There is an old comedy album my dad used to love to play for us, entitled, “You Don’t Have to Be Jewish.” On the album there is a skit about a Jewish man who is very successful in business. To celebrate, he buys himself a yacht as well as a complete captain’s uniform, including a peaked cap. He goes to his immigrant parents and announces, in all his garb, that he is a captain. His parents reply, “Son, to your mother you’re a captain. To your father you’re a captain. But to a captain…you’re no captain!”

This story sheds light on the continued Palestinian bid for legitimacy as a sovereign state. You can appeal to the U.N. all you want for recognition as a state but until you earn that right on the ground, it’s just empty words. All the U.N. resolutions in the world won’t change that.

Let’s look at Israel as an example. In 1947, the U.N. voted to accept the idea of a Jewish state on a very small piece of the land that the League of Nations had promised the Jewish people, along with the British government, decades before. It was a terrible deal, but it was better than nothing, as the pragmatic Jewish leaders in Palestine reasoned. The Arab states — there were no Palestinians as a people then — flatly rejected the deal to create an Arab state next to the Jewish one. Instead, they sent their armies to attack the Jews and, in their words, "strangle" the Jewish state in its crib.

Eventually, in May 1948, the British decided to leave and David Ben Gurion seized the opportunity to declare Israel a state. Through much political maneuvering, President Truman agreed to recognize the state. But I would argue that Israel did not become a state when it declared itself a state. Nor did it become a state when it offered to make peace with its neighbors. Israel became a state, I would argue, a month later when it faced battling its enemies on all fronts and was sorely in need of weapons. Sailing towards Tel Aviv was a ship carrying the weapons it needed. Unfortunately, this ship, the Altalena, was under the control of the Irgun, a right-wing Jewish group commanded by Menachem Begin. Although the state had been declared, the Irgun had refused to give up its arms and take direction from the Israel Defense Forces. David Ben Gurion then made a decision that would be the hardest of his career. He ordered his junior officer, Yitzchak Rabin, to go to Tel Aviv and sink the Altalena, weapons and all. And Rabin did just that. Why? Why kill other Jews and forfeit the desperately needed weapons? Because having a state means you have one army and one government. That’s the price of power.
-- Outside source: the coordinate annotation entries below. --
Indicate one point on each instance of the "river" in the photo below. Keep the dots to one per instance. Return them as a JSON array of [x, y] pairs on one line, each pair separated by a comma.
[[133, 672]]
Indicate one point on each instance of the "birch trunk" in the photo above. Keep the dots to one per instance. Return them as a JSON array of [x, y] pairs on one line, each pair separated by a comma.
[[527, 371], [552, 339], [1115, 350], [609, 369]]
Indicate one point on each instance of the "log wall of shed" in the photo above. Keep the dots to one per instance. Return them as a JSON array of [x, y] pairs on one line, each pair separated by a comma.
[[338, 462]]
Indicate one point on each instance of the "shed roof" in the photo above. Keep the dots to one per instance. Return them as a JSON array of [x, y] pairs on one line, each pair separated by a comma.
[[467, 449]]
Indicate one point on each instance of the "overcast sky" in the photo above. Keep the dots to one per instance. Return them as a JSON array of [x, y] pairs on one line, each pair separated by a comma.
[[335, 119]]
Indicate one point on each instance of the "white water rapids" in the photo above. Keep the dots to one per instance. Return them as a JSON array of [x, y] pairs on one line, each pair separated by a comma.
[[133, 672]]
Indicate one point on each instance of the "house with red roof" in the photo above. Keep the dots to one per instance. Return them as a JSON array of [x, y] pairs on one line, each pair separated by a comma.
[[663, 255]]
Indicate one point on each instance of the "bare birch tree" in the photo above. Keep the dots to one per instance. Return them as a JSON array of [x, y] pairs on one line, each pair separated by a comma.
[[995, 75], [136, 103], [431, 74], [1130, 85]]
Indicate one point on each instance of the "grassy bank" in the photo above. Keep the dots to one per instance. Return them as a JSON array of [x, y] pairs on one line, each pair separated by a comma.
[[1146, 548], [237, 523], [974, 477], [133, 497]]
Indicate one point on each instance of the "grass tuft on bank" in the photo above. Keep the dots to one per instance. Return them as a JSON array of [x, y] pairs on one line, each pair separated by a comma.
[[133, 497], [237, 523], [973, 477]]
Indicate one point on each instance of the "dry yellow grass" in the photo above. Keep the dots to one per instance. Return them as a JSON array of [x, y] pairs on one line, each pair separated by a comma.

Palestine will be a state when the West Bank and Gaza have one army and one government. It may only come after a civil war. And it will come when the government decides to make a genuine peace deal with Israel. That’s what a state is all about.

In the meantime, we American Jews can support Israel because she will take a lot of heat for insisting that the Palestinians must earn a state, not be given one. Like everyone else. So, this is a time to remember why we — and all of America — must support Israel.